I don't recommend upgrading to Feisty before it's ready (though I've done it already myself..) and if you can, use a fresh install rather than apt upgrade (works better). Anyway, here are instructions that seem to work more or less well:
http://onlyubuntu.blogspot.com/2007/...to-ubuntu.html
Lower on the page somebody says it'd be better to use the GUI method, but I myself used apt before discovering that and I've faced no major problems so far, except those that are due to Feisty not being "ready" yet.
It takes some time to do the upgrade; my downloads took something like 15 minutes, but installing and upgrading the packages took more time.
EDIT: note that if you use the GUI method described in the page and abort the upgrade before it's ready, next time you run the graphical tool to do the upgrade it might tell you that you first need to finish a previous upgrade and tries to start upgrading your system back to Edgy. In this case simply drop off the graphical way, open a terminal and use apt-get; another option is to revert the upgrade process completely, which means at least changing every "feisty" into "edgy" in apt's sources.list file to prevent the GUI application from doing anything stupid.

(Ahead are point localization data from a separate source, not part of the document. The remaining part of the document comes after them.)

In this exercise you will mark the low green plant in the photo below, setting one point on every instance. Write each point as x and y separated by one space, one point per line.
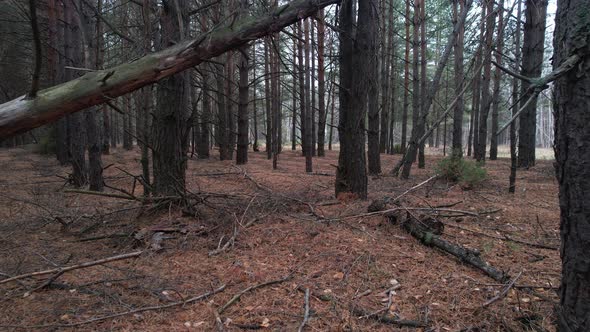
465 172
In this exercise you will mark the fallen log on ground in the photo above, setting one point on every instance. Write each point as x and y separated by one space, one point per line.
120 314
418 230
97 87
388 319
62 270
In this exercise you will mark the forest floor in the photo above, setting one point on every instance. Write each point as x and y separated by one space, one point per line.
345 263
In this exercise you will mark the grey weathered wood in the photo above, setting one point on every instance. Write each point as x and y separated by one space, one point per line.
22 114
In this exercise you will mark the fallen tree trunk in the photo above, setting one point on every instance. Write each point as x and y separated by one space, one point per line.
471 257
23 114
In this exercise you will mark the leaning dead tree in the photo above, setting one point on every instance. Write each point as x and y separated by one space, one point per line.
23 114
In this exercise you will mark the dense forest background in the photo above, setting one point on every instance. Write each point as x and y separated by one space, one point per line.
239 144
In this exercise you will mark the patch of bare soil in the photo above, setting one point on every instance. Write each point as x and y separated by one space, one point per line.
281 225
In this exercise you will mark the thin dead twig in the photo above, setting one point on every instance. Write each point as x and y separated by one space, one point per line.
249 289
130 312
306 311
73 267
503 292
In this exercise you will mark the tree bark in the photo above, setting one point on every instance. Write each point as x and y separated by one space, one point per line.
76 128
322 114
171 120
242 152
486 98
308 111
406 81
457 144
374 158
532 65
355 62
20 115
497 82
513 157
424 108
572 152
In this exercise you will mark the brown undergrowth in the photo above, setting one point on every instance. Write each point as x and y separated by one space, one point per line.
281 223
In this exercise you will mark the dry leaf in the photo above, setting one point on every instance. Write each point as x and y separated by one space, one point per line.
265 322
338 276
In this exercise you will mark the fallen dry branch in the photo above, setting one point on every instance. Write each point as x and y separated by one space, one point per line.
23 114
125 313
388 319
73 267
471 257
306 311
249 289
506 238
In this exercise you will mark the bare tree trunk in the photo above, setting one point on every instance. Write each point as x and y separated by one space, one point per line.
321 86
423 105
170 125
255 103
406 81
275 91
312 75
333 106
20 115
231 116
76 128
477 83
497 82
458 112
55 65
294 95
204 141
416 102
301 75
486 98
243 116
374 158
308 109
572 152
532 65
355 63
268 95
91 60
386 48
513 157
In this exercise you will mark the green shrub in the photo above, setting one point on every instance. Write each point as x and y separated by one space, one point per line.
465 172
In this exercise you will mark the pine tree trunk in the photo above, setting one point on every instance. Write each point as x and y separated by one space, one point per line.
423 106
76 127
497 82
170 123
321 86
373 155
406 81
243 95
486 98
515 81
91 60
355 63
571 105
267 96
308 107
457 145
477 83
532 66
416 101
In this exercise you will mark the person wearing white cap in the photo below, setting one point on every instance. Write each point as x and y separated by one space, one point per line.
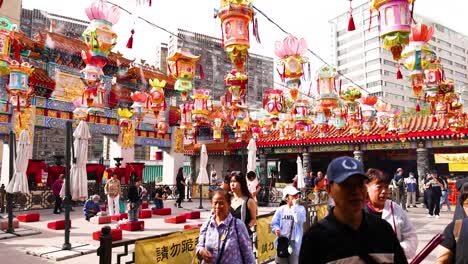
287 225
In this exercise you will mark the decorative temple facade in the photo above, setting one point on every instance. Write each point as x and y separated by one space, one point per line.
56 83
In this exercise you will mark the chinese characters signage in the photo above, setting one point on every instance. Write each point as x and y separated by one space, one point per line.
265 240
175 248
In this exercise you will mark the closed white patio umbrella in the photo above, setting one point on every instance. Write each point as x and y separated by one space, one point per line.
300 174
78 176
203 173
19 182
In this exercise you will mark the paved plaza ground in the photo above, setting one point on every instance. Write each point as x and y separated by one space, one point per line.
14 250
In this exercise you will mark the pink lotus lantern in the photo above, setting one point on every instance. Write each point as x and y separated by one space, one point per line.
326 87
186 115
291 51
395 24
273 101
200 109
140 102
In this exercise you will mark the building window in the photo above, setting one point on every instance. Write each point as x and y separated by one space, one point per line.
373 84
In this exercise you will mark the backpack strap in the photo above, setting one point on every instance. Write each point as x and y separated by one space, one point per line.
457 229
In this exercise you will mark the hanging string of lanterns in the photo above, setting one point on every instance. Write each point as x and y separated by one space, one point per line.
100 39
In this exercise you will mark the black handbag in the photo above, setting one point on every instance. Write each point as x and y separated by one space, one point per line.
284 245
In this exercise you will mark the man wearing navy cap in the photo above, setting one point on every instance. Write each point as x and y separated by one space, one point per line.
349 234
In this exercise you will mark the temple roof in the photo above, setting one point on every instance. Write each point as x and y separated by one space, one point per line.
73 46
419 127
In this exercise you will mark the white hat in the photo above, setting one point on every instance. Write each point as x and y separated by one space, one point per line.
290 190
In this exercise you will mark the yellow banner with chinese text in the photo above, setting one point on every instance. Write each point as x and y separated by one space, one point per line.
265 239
175 248
457 167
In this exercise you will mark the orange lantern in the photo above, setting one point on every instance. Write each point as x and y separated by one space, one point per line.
182 66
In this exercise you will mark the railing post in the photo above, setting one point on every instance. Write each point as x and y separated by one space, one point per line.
105 248
2 198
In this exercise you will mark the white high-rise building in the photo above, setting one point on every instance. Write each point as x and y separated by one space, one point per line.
359 56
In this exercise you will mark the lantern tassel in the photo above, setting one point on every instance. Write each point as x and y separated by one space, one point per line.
130 40
202 74
351 26
399 75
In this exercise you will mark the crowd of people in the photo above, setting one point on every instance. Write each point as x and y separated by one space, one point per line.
367 221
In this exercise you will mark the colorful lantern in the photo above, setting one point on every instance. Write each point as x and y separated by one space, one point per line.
395 24
158 100
6 36
417 56
18 87
235 17
182 66
218 128
291 51
273 101
99 36
200 109
326 87
162 127
126 127
140 102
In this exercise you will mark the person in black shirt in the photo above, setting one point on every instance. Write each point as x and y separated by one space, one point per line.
348 233
180 184
456 236
434 186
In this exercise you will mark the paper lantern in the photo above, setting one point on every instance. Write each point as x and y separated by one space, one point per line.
273 101
326 87
99 35
18 87
395 24
217 129
200 109
6 36
182 66
235 18
140 103
157 98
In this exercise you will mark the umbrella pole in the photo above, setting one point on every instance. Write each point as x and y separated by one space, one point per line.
67 201
200 186
9 197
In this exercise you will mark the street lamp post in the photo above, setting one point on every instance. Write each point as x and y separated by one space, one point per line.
67 201
9 197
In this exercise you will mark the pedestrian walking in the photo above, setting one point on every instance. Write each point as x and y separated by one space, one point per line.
348 234
434 186
135 196
91 207
379 205
243 206
287 225
411 186
180 184
445 193
56 187
113 189
224 238
455 244
398 183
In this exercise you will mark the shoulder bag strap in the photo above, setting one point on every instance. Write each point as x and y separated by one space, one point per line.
457 229
237 233
226 234
393 218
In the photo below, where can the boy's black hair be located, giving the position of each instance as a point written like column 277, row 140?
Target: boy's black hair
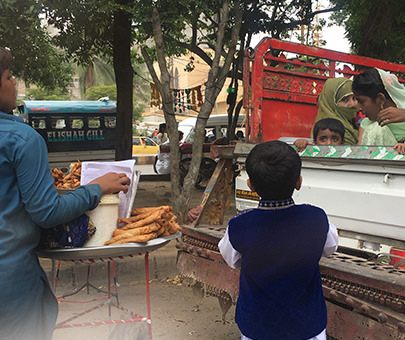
column 162, row 126
column 334, row 125
column 274, row 168
column 6, row 59
column 369, row 83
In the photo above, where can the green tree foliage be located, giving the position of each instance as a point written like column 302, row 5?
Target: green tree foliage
column 375, row 28
column 36, row 59
column 97, row 92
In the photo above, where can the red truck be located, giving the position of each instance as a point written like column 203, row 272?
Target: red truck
column 364, row 281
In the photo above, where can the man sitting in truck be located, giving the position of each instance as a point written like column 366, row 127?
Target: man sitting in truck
column 327, row 131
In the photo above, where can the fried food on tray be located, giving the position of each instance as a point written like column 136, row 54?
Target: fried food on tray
column 69, row 181
column 144, row 225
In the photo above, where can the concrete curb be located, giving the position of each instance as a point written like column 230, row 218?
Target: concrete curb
column 162, row 264
column 144, row 159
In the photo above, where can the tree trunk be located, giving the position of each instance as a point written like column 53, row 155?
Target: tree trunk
column 124, row 79
column 216, row 78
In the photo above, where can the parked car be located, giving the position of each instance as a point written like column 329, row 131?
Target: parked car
column 142, row 145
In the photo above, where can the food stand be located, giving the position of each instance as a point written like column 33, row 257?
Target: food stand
column 156, row 223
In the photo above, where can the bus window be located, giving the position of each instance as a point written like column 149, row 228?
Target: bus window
column 58, row 123
column 38, row 123
column 94, row 122
column 109, row 122
column 136, row 141
column 76, row 123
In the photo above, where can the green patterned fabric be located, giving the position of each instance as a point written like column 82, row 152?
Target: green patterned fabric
column 333, row 91
column 352, row 152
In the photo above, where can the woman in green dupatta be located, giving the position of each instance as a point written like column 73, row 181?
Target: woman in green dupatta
column 382, row 99
column 337, row 101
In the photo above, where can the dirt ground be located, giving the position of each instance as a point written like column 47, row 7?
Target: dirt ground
column 175, row 313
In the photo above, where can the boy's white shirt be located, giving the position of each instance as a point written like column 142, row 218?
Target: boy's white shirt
column 233, row 258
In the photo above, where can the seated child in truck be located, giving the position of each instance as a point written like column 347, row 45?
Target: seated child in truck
column 336, row 100
column 327, row 131
column 380, row 93
column 277, row 247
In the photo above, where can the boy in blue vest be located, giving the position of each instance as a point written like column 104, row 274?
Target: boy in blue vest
column 277, row 247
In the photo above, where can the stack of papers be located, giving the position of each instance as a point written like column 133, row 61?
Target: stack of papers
column 93, row 170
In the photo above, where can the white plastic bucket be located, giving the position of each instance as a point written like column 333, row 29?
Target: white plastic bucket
column 105, row 218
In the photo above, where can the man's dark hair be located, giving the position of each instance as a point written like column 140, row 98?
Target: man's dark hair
column 369, row 83
column 6, row 59
column 274, row 169
column 334, row 125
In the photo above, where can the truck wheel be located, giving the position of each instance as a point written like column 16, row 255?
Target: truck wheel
column 207, row 168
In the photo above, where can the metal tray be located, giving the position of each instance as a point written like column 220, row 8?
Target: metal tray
column 106, row 252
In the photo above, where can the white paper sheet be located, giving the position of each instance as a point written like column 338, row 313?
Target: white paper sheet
column 93, row 170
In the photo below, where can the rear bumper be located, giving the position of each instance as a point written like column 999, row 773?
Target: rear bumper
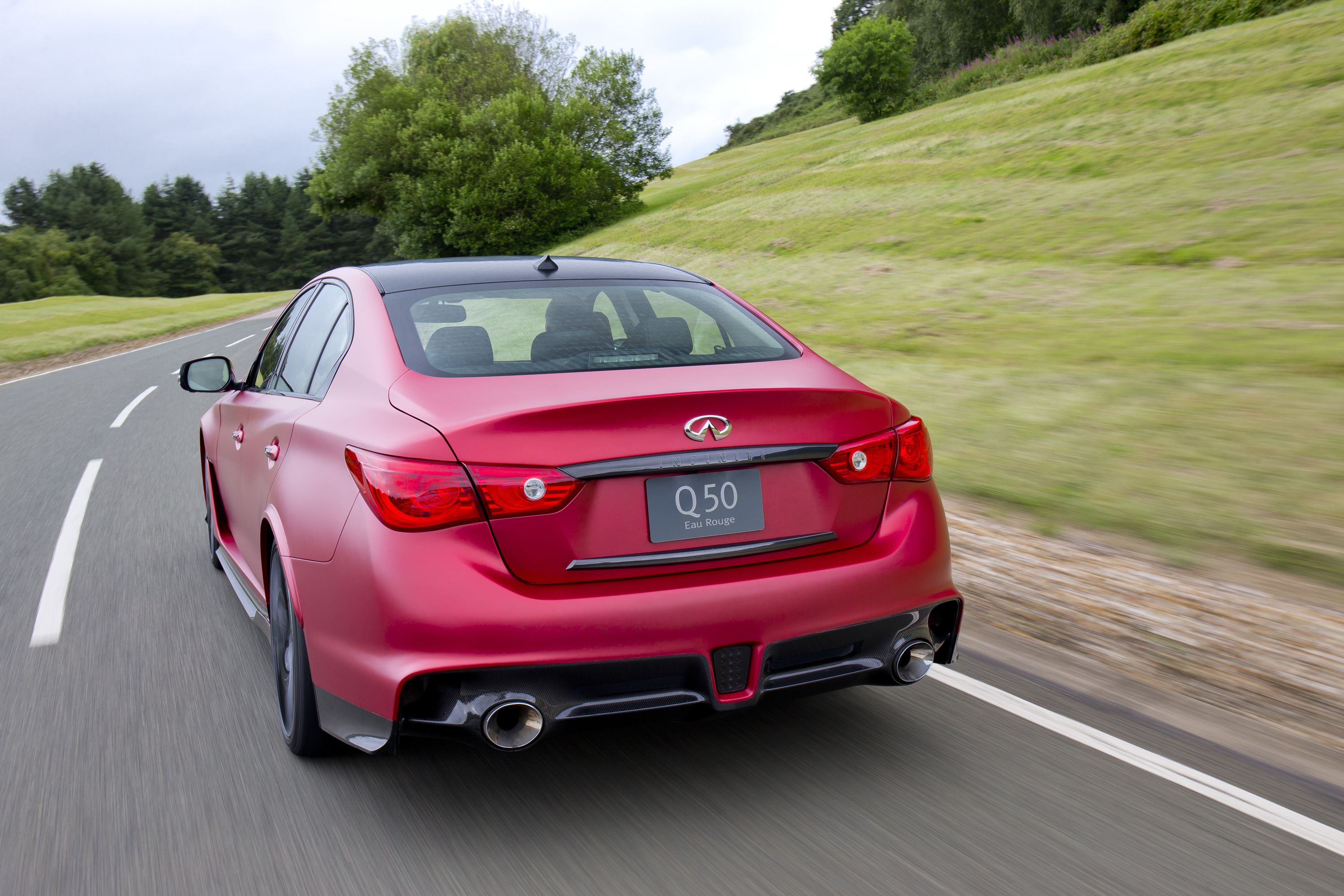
column 453, row 704
column 393, row 610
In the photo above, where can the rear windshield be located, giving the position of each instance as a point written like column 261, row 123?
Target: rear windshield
column 570, row 326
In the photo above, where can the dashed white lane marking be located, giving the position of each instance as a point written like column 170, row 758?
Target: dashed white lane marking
column 52, row 607
column 125, row 412
column 1221, row 792
column 105, row 358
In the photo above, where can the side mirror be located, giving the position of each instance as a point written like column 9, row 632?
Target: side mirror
column 207, row 375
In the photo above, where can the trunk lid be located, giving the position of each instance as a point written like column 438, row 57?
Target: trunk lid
column 581, row 420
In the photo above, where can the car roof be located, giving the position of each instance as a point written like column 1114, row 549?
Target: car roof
column 396, row 277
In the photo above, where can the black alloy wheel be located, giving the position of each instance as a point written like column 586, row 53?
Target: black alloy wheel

Note: after a few days of using Feisty after an upgrade there seemed to be some conflicting packages (two that tried to overwrite the same file) which lead me to run some fix-installs with apt. Upgrading the kernel made my wireless card useless, so I'm using an older kernel at the moment that I luckily have spared; there are other reasons for that too, but wireless is one thing that works in Edgy but not in Feisty yet (for my card, a Broadcom laptop wifi-card).
If you like playing around with stuff like that, go ahead, but if you'd like to have a system to work with, without interruptions, wait until next month when Feisty is officially released.